Home > No Tomorrow(4)

No Tomorrow(4)
Author: Carian Cole

“Would that really be so bad?”

I frown. “Of course it would. I can’t not work. I’d be broke in a month. I’d lose my car. I wouldn’t be able to buy clothes or pay rent….”

I want to eat my words immediately. I may have just insulted the only guy I’ve actually felt any sort of connection with or had any real conversation with in months. “I’m so sorry,” I say quickly. “I didn’t mean—”

He shrugs casually. “Don’t apologize. I’m okay with what I am and what I do. I chose to live this way.”

I narrow my eyes at him, thinking that I must have heard him incorrectly. “You chose to be homeless?”

“Yup. One day I grabbed my guitar and a bag of clothes and started walking. And I kept on walking.” His eyes meet mine, all blue and serene with a splash of wild. “I still haven’t stopped.”

My imagination soars with visions of Evan walking non-stop, from one town to the next with Acorn. Sleeping under bushes and huddling under freeway bridges during downpours while cars race past them. I’m fascinated and also a little skeeved out over the concept of choosing to live on the streets. Just thinking about how he must live—not having a clean bed to sleep in—makes me feel itchy.

“Don’t you worry about being able to eat… or where you’re going to sleep…? Or—I don’t know—where you’re going to shower and all that?”

He shakes his head, the feather earring swinging against his mane of hair. “Nah. It all just works out. Like it did today. The girl I’ve had my eye on for days bought me and my dog the best lunch I’ve had in a long time, and now she’s talking to me.”

A blush heats my face, and now I wish I could blow off work and sit here and talk to him. But I really do have to get back to the office, so I stand and brush off the back of my pants.

Before I walk away, he grabs my hand and pulls it closer to inspect my tiny wrist tattoo.

“Ladybugs are supposed to mean good luck,” he says.

“I know.” That’s why I got it, actually. Because ladybugs are cute and dainty and lucky. Everything I’d like to be. But instead, I’m awkward and clumsy and not very lucky.

“Did you also know in Norway, there’s a myth that if a man and a woman see a ladybug at the same time, they’ll fall in love and are destined to be together forever?”

The warmth of his rough fingertips gliding along mine is comforting, like slipping into a pair of favorite sweatpants on a chilly day. I slowly pull my hand away from his.

“No, I didn’t know that.” How does he even know about the myths of bugs in Norway? Is he some kind of guitar-playing bug studier?

“We just looked at yours at the same time.”

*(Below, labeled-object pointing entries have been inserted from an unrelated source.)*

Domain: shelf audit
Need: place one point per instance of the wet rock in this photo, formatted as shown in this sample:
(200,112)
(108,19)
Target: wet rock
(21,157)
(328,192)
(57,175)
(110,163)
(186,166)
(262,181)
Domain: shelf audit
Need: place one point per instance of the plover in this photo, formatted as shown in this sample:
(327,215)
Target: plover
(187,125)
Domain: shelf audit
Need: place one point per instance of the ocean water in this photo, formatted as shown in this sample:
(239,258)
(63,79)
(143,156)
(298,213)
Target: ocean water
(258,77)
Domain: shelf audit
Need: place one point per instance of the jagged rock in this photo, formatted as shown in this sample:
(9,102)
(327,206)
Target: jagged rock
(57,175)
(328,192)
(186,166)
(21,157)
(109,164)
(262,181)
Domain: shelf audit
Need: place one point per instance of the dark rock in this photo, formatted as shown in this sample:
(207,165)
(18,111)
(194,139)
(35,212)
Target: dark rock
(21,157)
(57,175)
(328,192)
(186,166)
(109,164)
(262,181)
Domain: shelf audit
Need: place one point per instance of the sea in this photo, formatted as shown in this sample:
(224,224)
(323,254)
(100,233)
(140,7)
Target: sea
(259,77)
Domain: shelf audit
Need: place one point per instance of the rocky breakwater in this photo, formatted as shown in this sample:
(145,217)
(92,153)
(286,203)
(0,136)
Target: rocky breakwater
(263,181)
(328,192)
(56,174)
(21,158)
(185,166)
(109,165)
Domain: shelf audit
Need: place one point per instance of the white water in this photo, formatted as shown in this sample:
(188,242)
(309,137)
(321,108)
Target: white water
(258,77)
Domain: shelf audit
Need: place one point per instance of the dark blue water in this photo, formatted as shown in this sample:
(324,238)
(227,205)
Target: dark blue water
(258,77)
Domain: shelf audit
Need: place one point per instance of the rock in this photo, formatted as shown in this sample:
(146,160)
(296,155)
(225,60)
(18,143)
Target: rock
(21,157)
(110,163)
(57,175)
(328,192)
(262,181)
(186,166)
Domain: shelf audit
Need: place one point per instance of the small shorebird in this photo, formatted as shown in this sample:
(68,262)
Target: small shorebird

“That doesn’t count,” I throw back with a smile. “It’s a tattoo. It’s not a real ladybug. And we’re not in Norway.”

“I guess we’ll find out, won’t we?” He grins as he picks up his belongings and walks away with his dog. After a few steps, he looks back and flashes me a smirk that’s a jarring mix of boyishness and sex appeal. I shake my head as he heads back toward the park.

I tear my eyes away from the way his jeans hug his butt in the most perfect way and how his hair flows down his back, and walk in the opposite direction. I’ll have to work an extra half hour tonight to make up for being late, but that’s okay. I did my good deed for the day and bought a homeless guy lunch. Even if he claims he’s homeless and jobless by choice, I don’t really believe him. No sane person would do that to himself.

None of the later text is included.